Santésuisse, l'association des assureurs, a également réagi à cette augmentation. Dans le domaine de la santé, on ne peut faire l'économie de la vérité des coûts. Les primes doivent couvrir les coûts partout, a résumé son porte-parole Felix Schneuwly.

Pour lui, les réserves des assureurs maladie n'ont pas été prévues pour couvrir des déficits structurels mais pensées pour l'imprévu. Les réserves employées pour abaisser les primes devraient être compensées par les primes actuelles.

"La hausse est de nouveau extrêmement prononcée, ce qui pose le problème du système de santé", a de son côté commenté Jacques de Haller, président de la Fédération des médecins suisses. "La pression est telle qu'on ne peut bientôt plus faire autrement que de changer le système".

Jacques de Haller a aussi fustigé le Parlement, "incapable de prendre des mesures". "On ne peut plus escamoter le problème", a-t-il ajouté.

Le président de la FMH se réjouit tout de même d'une évolution positive: selon lui, la hausse des primes a rattrapé celle des coûts. "On a donc arrêté le petit jeu de Pascal Couchepin, qui faisait accumuler du retard en fixant des primes plus basses que les coûts effectifs". Les primes doivent correspondre aux coûts, insiste-t-il.

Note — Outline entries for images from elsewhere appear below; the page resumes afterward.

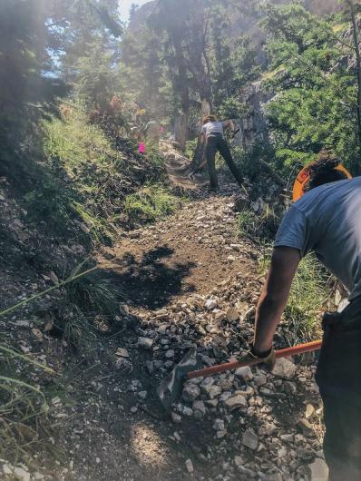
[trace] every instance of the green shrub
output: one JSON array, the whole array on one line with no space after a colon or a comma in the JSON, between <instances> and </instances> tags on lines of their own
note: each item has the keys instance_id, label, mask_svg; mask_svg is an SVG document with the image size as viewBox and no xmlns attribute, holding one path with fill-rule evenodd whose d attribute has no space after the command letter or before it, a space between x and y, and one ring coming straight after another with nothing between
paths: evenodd
<instances>
[{"instance_id":1,"label":"green shrub","mask_svg":"<svg viewBox=\"0 0 361 481\"><path fill-rule=\"evenodd\" d=\"M260 260L263 273L268 269L269 260L268 250ZM302 259L293 280L280 324L280 333L290 346L319 338L320 314L329 299L333 282L333 278L314 254Z\"/></svg>"},{"instance_id":2,"label":"green shrub","mask_svg":"<svg viewBox=\"0 0 361 481\"><path fill-rule=\"evenodd\" d=\"M133 222L152 222L172 214L179 203L164 187L148 185L126 197L124 210Z\"/></svg>"}]
</instances>

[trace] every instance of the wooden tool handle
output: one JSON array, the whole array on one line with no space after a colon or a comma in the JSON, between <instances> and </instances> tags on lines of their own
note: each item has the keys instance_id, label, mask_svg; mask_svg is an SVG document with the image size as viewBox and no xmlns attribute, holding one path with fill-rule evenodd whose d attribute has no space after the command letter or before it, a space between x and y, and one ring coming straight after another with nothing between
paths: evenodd
<instances>
[{"instance_id":1,"label":"wooden tool handle","mask_svg":"<svg viewBox=\"0 0 361 481\"><path fill-rule=\"evenodd\" d=\"M288 356L296 356L297 354L317 350L321 348L321 340L314 340L312 342L307 342L306 344L298 344L293 348L286 348L285 349L277 350L276 358L279 359L280 358L287 358ZM205 378L207 376L211 376L212 374L220 374L230 369L237 369L238 368L244 368L246 366L253 366L261 362L262 359L260 358L252 359L247 362L239 362L237 360L225 362L224 364L218 364L217 366L211 366L210 368L205 368L204 369L189 372L187 374L187 378L189 379L194 379L194 378Z\"/></svg>"}]
</instances>

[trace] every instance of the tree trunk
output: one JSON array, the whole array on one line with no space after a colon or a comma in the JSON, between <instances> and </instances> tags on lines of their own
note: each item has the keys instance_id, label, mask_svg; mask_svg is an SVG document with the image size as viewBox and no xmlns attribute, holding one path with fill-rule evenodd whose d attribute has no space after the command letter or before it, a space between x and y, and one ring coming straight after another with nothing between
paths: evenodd
<instances>
[{"instance_id":1,"label":"tree trunk","mask_svg":"<svg viewBox=\"0 0 361 481\"><path fill-rule=\"evenodd\" d=\"M353 26L353 36L356 52L356 76L357 76L357 133L358 133L358 149L359 149L359 162L355 166L356 174L360 173L361 171L361 56L360 56L360 46L358 44L358 29L356 18L355 5L352 0L346 0L351 14L351 21Z\"/></svg>"}]
</instances>

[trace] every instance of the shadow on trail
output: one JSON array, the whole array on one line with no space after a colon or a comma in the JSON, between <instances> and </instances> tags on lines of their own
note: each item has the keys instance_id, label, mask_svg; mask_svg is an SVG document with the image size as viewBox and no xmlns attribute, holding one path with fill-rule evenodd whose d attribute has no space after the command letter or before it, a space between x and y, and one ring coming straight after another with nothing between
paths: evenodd
<instances>
[{"instance_id":1,"label":"shadow on trail","mask_svg":"<svg viewBox=\"0 0 361 481\"><path fill-rule=\"evenodd\" d=\"M109 273L134 306L160 309L173 296L195 290L193 284L184 283L184 279L196 264L192 261L175 262L171 259L174 250L167 245L144 252L140 260L126 253L122 258L125 270L112 270Z\"/></svg>"}]
</instances>

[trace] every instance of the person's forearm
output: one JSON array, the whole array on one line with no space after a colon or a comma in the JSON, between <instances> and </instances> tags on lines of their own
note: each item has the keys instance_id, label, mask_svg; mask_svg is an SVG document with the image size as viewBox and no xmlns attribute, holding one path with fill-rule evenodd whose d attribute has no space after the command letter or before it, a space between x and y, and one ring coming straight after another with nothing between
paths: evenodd
<instances>
[{"instance_id":1,"label":"person's forearm","mask_svg":"<svg viewBox=\"0 0 361 481\"><path fill-rule=\"evenodd\" d=\"M234 126L234 123L232 120L229 120L229 129L234 132L236 130L236 127Z\"/></svg>"},{"instance_id":2,"label":"person's forearm","mask_svg":"<svg viewBox=\"0 0 361 481\"><path fill-rule=\"evenodd\" d=\"M262 293L256 309L256 325L253 340L255 353L262 354L272 348L273 336L281 319L286 300Z\"/></svg>"},{"instance_id":3,"label":"person's forearm","mask_svg":"<svg viewBox=\"0 0 361 481\"><path fill-rule=\"evenodd\" d=\"M268 275L256 309L253 340L256 355L272 348L273 336L285 309L299 260L297 249L276 247L273 250Z\"/></svg>"}]
</instances>

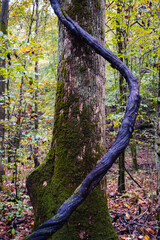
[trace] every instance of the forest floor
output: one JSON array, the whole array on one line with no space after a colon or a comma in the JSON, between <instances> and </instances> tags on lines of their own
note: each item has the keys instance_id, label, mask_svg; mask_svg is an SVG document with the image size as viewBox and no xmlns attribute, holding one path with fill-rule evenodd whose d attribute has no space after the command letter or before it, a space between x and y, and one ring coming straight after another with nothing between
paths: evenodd
<instances>
[{"instance_id":1,"label":"forest floor","mask_svg":"<svg viewBox=\"0 0 160 240\"><path fill-rule=\"evenodd\" d=\"M118 164L107 174L108 206L112 223L120 239L158 239L156 196L157 171L155 158L149 147L137 150L138 172L133 171L130 150L126 151L126 190L117 192ZM15 198L12 170L6 169L3 190L0 192L0 239L20 240L28 235L34 224L33 210L25 187L27 169L21 166L18 181L19 199Z\"/></svg>"}]
</instances>

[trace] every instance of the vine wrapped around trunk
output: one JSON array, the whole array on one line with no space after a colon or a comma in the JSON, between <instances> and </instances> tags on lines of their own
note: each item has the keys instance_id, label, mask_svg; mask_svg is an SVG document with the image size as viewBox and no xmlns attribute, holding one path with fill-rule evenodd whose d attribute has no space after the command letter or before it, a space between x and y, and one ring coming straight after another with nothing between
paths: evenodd
<instances>
[{"instance_id":1,"label":"vine wrapped around trunk","mask_svg":"<svg viewBox=\"0 0 160 240\"><path fill-rule=\"evenodd\" d=\"M72 34L81 38L85 43L91 46L99 55L110 62L113 68L116 68L123 75L129 86L129 97L126 104L125 116L118 132L117 139L112 145L110 151L104 155L97 166L87 175L81 185L74 191L73 195L61 205L56 215L44 222L30 236L26 237L25 239L27 240L42 240L53 235L64 225L64 223L66 223L74 210L101 181L119 154L127 147L133 132L140 104L138 83L128 67L121 62L119 58L114 56L112 52L102 46L93 36L83 30L76 22L67 16L62 10L59 1L50 0L50 2L59 20L72 32Z\"/></svg>"}]
</instances>

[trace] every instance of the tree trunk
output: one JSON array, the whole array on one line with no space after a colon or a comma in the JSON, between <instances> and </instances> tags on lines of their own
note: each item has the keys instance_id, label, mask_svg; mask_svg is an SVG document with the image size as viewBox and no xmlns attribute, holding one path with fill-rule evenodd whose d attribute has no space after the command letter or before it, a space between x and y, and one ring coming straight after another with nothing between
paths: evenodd
<instances>
[{"instance_id":1,"label":"tree trunk","mask_svg":"<svg viewBox=\"0 0 160 240\"><path fill-rule=\"evenodd\" d=\"M66 11L104 43L105 2L63 1ZM56 213L105 151L105 61L59 23L55 119L46 163L27 179L35 228ZM100 186L50 239L118 239Z\"/></svg>"},{"instance_id":2,"label":"tree trunk","mask_svg":"<svg viewBox=\"0 0 160 240\"><path fill-rule=\"evenodd\" d=\"M36 43L38 44L39 37L39 0L36 0ZM37 89L35 90L34 100L35 100L35 115L34 115L34 130L35 130L35 143L33 147L33 159L34 159L34 167L39 166L38 161L38 139L36 139L36 135L38 132L38 60L35 62L35 81L37 85Z\"/></svg>"},{"instance_id":3,"label":"tree trunk","mask_svg":"<svg viewBox=\"0 0 160 240\"><path fill-rule=\"evenodd\" d=\"M159 60L159 59L158 59ZM160 64L158 64L159 71L159 79L158 79L158 96L157 96L157 109L156 109L156 121L155 121L155 150L156 150L156 162L157 162L157 170L158 170L158 184L157 184L157 192L158 192L158 204L160 204ZM158 221L160 221L160 210L158 210Z\"/></svg>"},{"instance_id":4,"label":"tree trunk","mask_svg":"<svg viewBox=\"0 0 160 240\"><path fill-rule=\"evenodd\" d=\"M0 31L3 34L7 34L8 28L8 0L0 1ZM5 67L5 60L0 58L0 68ZM5 156L4 148L4 121L5 121L5 79L0 75L0 182L2 182L2 175L4 174L4 167L2 164L2 158Z\"/></svg>"},{"instance_id":5,"label":"tree trunk","mask_svg":"<svg viewBox=\"0 0 160 240\"><path fill-rule=\"evenodd\" d=\"M120 13L122 12L122 1L118 0L117 1L117 47L118 47L118 55L120 60L123 62L123 35L122 35L122 29L121 29L121 24L120 24ZM125 101L125 94L126 94L126 89L124 86L124 78L122 74L119 73L119 109L120 112L123 112L123 107L124 107L124 101ZM121 153L119 158L118 158L118 163L119 163L119 174L118 174L118 192L122 192L125 190L125 152Z\"/></svg>"}]
</instances>

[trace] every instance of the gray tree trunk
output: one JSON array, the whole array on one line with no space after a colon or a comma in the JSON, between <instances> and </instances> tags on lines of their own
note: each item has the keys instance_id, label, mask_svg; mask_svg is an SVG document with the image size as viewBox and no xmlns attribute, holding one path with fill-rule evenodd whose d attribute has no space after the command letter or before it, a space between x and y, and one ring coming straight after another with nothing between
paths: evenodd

Le PS jurassien pour une caisse unique

Le Parti socialiste jurassien a déposé vendredi son initiative pour une caisse maladie unique et sociale pour les cantons qui le souhaitent.

L'objectif des socialistes jurassiens est de relancer le débat sur la caisse maladie unique au niveau fédéral.

Le conseiller aux Etats Claude Hêche espère que cette démarche aura un rôle d'aiguillon au niveau fédéral.

Après la validation des signatures, le Parlement jurassien pourra exercer son droit d'initiative de l'Etat en matière fédérale pour autoriser les cantons à instaurer leur caisse unique. Un libre choix qui exige une modification de la LAMal.

Le Parti socialiste jurassien n'est pas le seul à relancer le débat lié aux coûts de la santé. Le PS Suisse entend lancer une initiative populaire en faveur d'une caisse maladie unique sur le plan national.